За этим, утверждает Хайдеггер, скрывается экзистенциальная структура человеческого существования: мы – конечные существа; делая выбор все время, живя в горизонте наших знаний, что мы конечны: в какой-то момент мы умрем. Полное осознание истины нашего существования порождает невыносимую экзистенциальную тревогу: на самом деле мы охвачены ничтожеством: все наши выборы могут быть разными; и все они совершенно окончательны: поскольку время ограничено, каждый выбор, который мы делаем, уничтожает все варианты, которые мы не понимали.
Люди не могут жить с экзистенциальным беспокойством, которое сопровождается полным сознанием глубокой структуры нашего существования.
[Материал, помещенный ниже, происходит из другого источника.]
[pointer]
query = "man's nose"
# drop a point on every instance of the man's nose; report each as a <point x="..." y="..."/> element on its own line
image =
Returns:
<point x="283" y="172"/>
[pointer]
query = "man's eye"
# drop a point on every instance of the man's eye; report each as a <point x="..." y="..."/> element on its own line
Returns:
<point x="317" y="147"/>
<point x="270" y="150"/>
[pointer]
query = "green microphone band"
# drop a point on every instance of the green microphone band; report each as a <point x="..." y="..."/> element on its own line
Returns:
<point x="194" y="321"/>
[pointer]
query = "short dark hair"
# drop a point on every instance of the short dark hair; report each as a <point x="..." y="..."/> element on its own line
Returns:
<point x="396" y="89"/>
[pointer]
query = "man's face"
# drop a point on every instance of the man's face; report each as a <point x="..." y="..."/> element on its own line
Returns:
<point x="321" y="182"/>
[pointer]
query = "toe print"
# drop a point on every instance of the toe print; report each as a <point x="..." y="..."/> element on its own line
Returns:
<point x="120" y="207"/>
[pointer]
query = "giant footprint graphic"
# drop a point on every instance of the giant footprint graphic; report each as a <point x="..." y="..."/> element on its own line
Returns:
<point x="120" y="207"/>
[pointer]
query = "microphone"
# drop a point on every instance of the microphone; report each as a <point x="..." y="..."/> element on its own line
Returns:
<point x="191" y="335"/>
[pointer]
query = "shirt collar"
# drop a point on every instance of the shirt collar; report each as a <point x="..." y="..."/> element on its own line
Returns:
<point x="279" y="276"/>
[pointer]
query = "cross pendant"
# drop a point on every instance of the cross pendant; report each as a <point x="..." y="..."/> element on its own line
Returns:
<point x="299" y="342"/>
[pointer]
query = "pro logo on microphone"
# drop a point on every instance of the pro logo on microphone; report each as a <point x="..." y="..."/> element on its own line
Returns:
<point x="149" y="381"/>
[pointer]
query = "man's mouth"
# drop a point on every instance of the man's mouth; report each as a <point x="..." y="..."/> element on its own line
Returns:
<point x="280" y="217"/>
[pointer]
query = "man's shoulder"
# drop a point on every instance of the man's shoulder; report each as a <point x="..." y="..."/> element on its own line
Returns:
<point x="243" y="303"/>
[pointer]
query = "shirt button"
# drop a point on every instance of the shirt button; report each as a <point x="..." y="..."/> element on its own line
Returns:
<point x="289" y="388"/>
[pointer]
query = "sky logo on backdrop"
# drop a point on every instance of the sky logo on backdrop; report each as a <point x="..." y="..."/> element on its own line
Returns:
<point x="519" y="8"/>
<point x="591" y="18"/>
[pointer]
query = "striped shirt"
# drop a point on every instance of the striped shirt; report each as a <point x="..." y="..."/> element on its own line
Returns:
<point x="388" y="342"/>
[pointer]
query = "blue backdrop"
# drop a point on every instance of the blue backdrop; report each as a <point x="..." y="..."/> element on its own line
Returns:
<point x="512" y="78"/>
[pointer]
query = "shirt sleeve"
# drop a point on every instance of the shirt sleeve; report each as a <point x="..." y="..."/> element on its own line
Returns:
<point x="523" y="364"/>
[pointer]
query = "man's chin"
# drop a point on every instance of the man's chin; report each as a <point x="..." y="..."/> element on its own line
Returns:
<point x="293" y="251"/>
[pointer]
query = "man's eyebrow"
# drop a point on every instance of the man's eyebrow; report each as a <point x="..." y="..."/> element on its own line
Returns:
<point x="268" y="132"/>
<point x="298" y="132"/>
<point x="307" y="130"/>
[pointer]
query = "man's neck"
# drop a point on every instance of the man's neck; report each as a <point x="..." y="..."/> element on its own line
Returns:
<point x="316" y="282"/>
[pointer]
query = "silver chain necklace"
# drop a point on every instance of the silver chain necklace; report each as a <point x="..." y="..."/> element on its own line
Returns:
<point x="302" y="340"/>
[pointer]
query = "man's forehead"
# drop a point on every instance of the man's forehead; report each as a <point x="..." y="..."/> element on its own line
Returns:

Следовательно, чтобы выжить в психологическом плане, мы живем в том, что Хайдеггер называет состоянием недостоверности; мы цепляемся за систему повседневного значения, которая дает нам структуру, смысл и безопасность.

Мир, Affectivity, Trauma разъясняет характер травмы, используя феноменологию Хайдеггера человеческого существования. В Травме система повседневного значения, которую мы считаем само собой разумеющимся, внезапно разваливается, и мы сталкиваемся с незащищенностью нашего существования жестоко.

Феноменология травмы Столорова необычайно жива в его остром описании центрального травматического события в его жизни: в 1990 году его жена Деде неожиданно умерла в возрасте 35 лет. У них были очень тесные отношения; их объединяет богатый, плотный набор общих смыслов, включающий также профессиональное сотрудничество.

Столоров ярко описывает, как в последующие годы его система повседневного значения снова и снова рушилась. Например: в разгар конференции с уважаемыми коллегами из многих лет все событие и люди в нем внезапно полностью опустели от всего смысла: «Значение моего профессионального мира рухнуло в бессмысленность. Конференция и мои друзья ничего мне не предложили; Я был приглушен к ним; отчуждены от них. Я чувствовал себя странно: как странное и чуждое существо, а не этого мира »(стр. 43)

Великая сила книги Столорова заключается в том, чтобы постепенно представить, что означает на самом деле травма: крах всякого смысла; резкое изменение того, как мы ощущаем пространство и время; и ужасающий опыт испарения повседневных значений, которые мы принимаем как должное.

Пространство этой статьи не позволяет придерживаться строповочной разработки Столорова феноменологии повседневного значения и ее распада в травме. Позвольте сказать, что читатель богато вознаграждается этим плотным текстом, который разъясняет глубинную структуру человеческого существования. Книга – это сокровище для практикующих клиницистов всех стилей, потому что это помогает нам понять некоторые из самых главных принципов человеческой жизни и опыт травмы с большой яркостью и остротой. Но это также будет иметь большое значение для более образованных читателей, заинтересованных в более глубоком понимании структур бытия и характера травмы.

Книга Столорова также показывает, что сочетание психоанализа и экзистенциализма может создать альтернативу для культуры, влюбленной в быстрые исправления, бессмысленное «счастье» и одержимость впечатляющим успехом: живое подлинно означает охват трагического измерения человеческой жизни.